The Uncanny Valley of Fashion

While there has always been an appreciation for vintage clothing, this market did not really take off until the 90s. Shrewd fashion entrepreneurs, like Hayati Banastey, figured out it was possible to repurpose curated Salvation Army clothes at a high mark up. The growing demand for vintage, regardless of the business case, was complex.

The familiarity of classic designs evoke intimate feelings. The obscurity of particular details, lost techniques or unusual materials, help the wearer stand out in new ways. Ironically, sometimes "new" means "old." Vintage-inspired design, are always a mix of the familiar and uncommon, the proven and the obsolete.

Contradiction is not new to fashion. Need a new coat? Sometimes style trumps utility. But this changing perspective of history is interesting considering it correlates with the rise of computers and the internet.
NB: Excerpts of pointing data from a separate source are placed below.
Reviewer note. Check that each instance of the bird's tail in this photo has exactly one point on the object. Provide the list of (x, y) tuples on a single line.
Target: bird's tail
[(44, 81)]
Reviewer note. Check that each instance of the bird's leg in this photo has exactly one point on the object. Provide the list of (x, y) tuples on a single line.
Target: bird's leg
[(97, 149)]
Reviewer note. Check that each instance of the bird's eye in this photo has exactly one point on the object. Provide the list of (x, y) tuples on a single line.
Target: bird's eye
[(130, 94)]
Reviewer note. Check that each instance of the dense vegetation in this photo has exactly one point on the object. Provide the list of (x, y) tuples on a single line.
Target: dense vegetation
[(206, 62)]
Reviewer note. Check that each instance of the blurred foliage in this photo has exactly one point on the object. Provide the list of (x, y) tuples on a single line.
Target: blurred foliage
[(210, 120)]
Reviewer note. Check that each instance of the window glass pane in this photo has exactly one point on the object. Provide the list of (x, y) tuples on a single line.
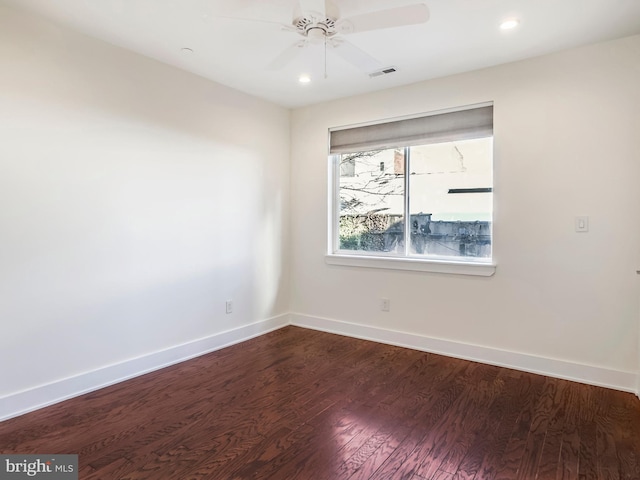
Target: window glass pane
[(371, 201), (451, 199)]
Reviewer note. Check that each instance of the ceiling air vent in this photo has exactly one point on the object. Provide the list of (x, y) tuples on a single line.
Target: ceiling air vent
[(384, 71)]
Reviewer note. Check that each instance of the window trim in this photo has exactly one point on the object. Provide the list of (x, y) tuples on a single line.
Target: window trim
[(433, 265), (336, 257)]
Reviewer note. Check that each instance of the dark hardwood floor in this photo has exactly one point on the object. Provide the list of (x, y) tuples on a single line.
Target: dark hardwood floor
[(301, 404)]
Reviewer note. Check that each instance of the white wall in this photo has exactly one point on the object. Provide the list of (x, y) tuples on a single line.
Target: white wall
[(134, 200), (566, 144)]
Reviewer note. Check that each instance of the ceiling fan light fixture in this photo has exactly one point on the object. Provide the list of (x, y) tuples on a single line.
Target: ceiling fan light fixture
[(316, 33), (509, 24)]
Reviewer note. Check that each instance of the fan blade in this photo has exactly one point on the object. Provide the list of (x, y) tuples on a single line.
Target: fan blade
[(393, 17), (354, 55), (287, 56), (314, 7)]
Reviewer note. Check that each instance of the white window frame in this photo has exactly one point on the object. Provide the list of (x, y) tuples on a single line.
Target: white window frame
[(382, 260)]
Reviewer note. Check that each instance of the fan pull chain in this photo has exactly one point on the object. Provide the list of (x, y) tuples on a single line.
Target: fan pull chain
[(325, 57)]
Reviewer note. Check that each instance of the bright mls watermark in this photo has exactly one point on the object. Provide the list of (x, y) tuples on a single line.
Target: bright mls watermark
[(50, 467)]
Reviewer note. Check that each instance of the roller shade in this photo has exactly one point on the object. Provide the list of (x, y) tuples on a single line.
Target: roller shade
[(443, 127)]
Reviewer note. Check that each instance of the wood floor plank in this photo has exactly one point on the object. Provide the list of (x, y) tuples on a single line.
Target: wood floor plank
[(302, 404)]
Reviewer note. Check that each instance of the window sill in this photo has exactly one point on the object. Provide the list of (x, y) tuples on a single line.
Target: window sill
[(413, 264)]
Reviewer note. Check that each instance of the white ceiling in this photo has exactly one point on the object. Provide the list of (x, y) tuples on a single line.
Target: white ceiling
[(461, 35)]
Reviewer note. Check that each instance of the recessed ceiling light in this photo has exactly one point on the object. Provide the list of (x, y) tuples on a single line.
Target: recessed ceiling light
[(509, 24)]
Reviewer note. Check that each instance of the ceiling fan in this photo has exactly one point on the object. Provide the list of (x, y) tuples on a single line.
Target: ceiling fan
[(319, 22)]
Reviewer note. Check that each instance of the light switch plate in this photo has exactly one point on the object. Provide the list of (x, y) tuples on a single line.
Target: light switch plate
[(582, 224)]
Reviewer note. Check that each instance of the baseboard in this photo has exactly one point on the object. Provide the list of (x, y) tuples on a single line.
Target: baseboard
[(602, 377), (41, 396)]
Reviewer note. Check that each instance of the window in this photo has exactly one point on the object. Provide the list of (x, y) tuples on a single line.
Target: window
[(415, 189)]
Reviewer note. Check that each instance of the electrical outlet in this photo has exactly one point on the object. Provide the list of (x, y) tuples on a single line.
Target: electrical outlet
[(385, 304)]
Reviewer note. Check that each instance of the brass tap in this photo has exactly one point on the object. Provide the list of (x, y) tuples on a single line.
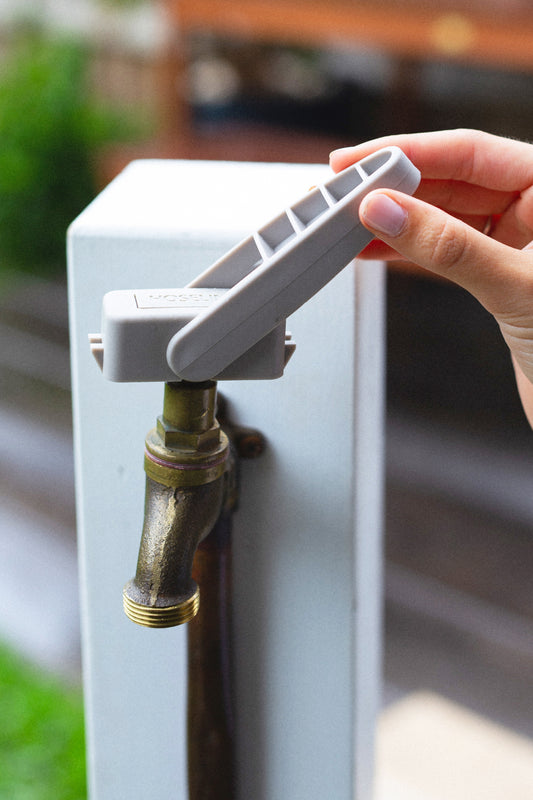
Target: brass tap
[(185, 462)]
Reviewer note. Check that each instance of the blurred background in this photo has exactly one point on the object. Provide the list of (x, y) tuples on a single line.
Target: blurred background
[(88, 85)]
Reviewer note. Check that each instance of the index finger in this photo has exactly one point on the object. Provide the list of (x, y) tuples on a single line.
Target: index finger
[(474, 157)]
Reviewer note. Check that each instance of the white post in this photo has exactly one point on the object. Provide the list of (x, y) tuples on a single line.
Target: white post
[(307, 537)]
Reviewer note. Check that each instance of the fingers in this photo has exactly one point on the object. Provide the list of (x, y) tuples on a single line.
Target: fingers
[(496, 274), (461, 155)]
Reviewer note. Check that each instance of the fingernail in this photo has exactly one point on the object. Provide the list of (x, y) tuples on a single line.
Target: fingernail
[(383, 214)]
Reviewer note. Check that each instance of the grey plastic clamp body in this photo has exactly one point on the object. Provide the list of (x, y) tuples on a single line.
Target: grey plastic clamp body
[(230, 321)]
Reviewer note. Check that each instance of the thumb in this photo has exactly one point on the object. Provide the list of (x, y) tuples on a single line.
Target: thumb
[(491, 271)]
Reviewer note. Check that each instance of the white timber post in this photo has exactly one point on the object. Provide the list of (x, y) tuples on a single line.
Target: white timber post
[(307, 543)]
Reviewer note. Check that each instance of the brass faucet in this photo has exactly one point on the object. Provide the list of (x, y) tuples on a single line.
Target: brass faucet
[(185, 462)]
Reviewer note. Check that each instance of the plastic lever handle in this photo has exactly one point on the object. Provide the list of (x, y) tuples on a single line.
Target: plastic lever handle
[(276, 270)]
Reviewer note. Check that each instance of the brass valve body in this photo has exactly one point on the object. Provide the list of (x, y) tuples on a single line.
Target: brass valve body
[(185, 462)]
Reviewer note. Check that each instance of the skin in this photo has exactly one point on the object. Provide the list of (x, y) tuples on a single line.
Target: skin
[(471, 221)]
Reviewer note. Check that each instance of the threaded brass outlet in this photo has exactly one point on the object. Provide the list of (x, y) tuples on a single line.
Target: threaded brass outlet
[(165, 617)]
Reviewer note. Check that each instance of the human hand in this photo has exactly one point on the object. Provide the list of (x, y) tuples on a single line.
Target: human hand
[(471, 221)]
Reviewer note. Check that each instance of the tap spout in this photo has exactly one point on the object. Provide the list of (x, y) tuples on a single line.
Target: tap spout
[(185, 462)]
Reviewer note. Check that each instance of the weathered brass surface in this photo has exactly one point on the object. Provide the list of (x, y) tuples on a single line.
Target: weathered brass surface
[(185, 483)]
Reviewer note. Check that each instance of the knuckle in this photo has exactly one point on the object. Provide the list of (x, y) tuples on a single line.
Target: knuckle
[(449, 246)]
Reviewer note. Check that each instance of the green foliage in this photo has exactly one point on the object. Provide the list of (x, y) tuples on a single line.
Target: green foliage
[(49, 134), (42, 754)]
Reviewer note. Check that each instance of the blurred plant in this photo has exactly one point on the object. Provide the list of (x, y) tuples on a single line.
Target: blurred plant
[(50, 132), (42, 752)]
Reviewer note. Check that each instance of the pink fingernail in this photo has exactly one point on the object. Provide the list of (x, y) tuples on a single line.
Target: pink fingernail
[(383, 214)]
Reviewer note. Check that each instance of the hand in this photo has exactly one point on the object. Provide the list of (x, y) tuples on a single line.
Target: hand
[(471, 221)]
Given these two simultaneous trends, it is not surprising futuristic industries are sticking their toes into fashion these days with new ideas and mixed results. From the Apple Watch, to the failed Google Glass, tech companies are eyeing "wearables." The goal is to make devices which are truly fashionable.

In fashion, there is no "close enough" -- only "knock-offs" and "wannabes." Near-fashion can be worse than no fashion. Millions of dollars of R&D is wasted when it is assumed that fashion is ancillary to a fashion-minded consumer. If you want your wearable technology to be truly fashionable, fashion must come first. This is a difficult concept for technologists. A consumer's preference for a less "innovative" device because it matches their eyes or appeals to their appreciation of history (sometimes skeuomorphic just looks cheap) can work against the value proposition of wearables.

Nonetheless, the fashion industry is going through a period of remarkable transformation. As its ideas become important to other industries it is also changing, learning from a broader community of contributors. There is increasing opportunity, particularly in New York, a historical center of the fashion industry. What the next generation brings to the table in terms of expertise, vision, design, and practice is of gathering significance.  What they do will not only determine what is next in fashion, but the relative importance of fashion entrepreneurs to the broader economy.

Perhaps this era of clumsy forays into fashion by tech companies will characterize this moment. Rather than looking at uncomfortable fits as an early manifestation of slick personalization yet to come, we should see them as a unique expression of the historical present. This means the success of Apple Watch and Google Glass are inevitable. Although that success, achieving a true convergence of fashion and function, will come in future clunky vintage ensembles 20 years from now.